Nel panorama della psicologia cognitiva e comportamentale, il trauma, soprattutto quello derivante da un’esposizione a violenza, è inteso come un evento che crea una frattura nell’esperienza, un “prima” e un “dopo” che altera profondamente la percezione di sé e del mondo. Nel caso di Rocky, e di chiunque sia esposto a tali immagini, si può generare un fenomeno noto come stress post-traumatico secondario o vicario. Questo significa che pur non avendo vissuto direttamente la violenza, l’individuo può sviluppare sintomi simili a quelli del PTSD a causa della forte immedesimazione con la vittima. La nostra mente, infatti, elabora le informazioni non solo in base all’esperienza diretta, ma anche attraverso l’osservazione e l’immaginazione. In situazioni in cui osserviamo ingiustizie palesi anche da remoto, il nostro sistema limbico — sede delle emozioni e della memoria — si attiva con intensità notevole; ciò determina reazioni fisiologiche cariche d’allerta e preoccupazione.

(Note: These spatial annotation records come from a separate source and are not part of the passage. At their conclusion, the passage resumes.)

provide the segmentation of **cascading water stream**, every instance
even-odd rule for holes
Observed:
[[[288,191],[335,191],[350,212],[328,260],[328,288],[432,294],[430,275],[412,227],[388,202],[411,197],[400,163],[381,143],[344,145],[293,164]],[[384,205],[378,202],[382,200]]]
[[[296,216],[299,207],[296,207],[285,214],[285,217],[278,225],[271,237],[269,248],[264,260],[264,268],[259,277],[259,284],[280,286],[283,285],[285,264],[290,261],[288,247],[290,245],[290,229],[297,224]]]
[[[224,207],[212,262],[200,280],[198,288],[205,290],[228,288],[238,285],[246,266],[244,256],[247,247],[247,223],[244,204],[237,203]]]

Addentrandoci ulteriormente nell’analisi psicologica del fenomeno comportamentale agito dalla violenza, emerge con chiarezza che tale atto raramente è frutto del caso isolato; piuttosto rivela lo specchio distorto di turbe psichiche gravi. Abbiamo constatato che nei maltrattatori vi è una preponderante mancanza di empatia, manifestazione non solo della mancanza emotiva, ma segnale inequivocabile di disfunzioni sia cognitive sia affettive che annullano l’abilità nell’apprezzare l’altro essere vivente—umano o animale—come meritevole del dovuto rispetto. Si tratta dunque dell’incapacità di riconoscere stati mentali ed emotivi nelle altre creature: questa disfunzione assume il nome complesso nella letteratura scientifica contemporanea quale teoria della mente alterata. Di conseguenza diviene lampante comprendere come questi atteggiamenti crudeli superino i confini etici per costituire piuttosto indicativi sinistri circa il benessere psichico dell’aggressore stesso oltreché sulla salvaguardia generale all’interno delle comunità stesse coinvolte.
[Silvia Allegri]
Questo episodio ci interpella direttamente: siamo in grado di accogliere la sofferenza altrui, di elaborare il dolore di un essere indifeso come Rocky, o preferiamo allontanare ciò che ci disturba? La facilità con cui le immagini della violenza si diffondono ci offre l’opportunità, e forse il dovere, di trasformare l’indignazione in consapevolezza. Dobbiamo riflettere su come la nostra reazione a tale brutalità possa essere un indicatore della nostra stessa salute mentale e del livello di empatia che permea la nostra società. Promuovere l’educazione all’empatia e al rispetto per la vita in tutte le sue forme non è solo un nobile ideale, ma una strategia concreta per prevenire la violenza, sia essa rivolta agli animali o agli esseri umani, e per costruire un futuro dove il trauma non trovi terreno fertile.
- PTSD: Disturbo da Stress Post-Traumatico, una condizione psicologica che può insorgere in seguito all’esposizione a eventi traumatici.
- Empatia: La capacità di comprendere e condividere gli stati d’animo altrui.
- Zoosadismo: Termine utilizzato per descrivere il piacere che alcuni individui provano nel causare sofferenza ad animali.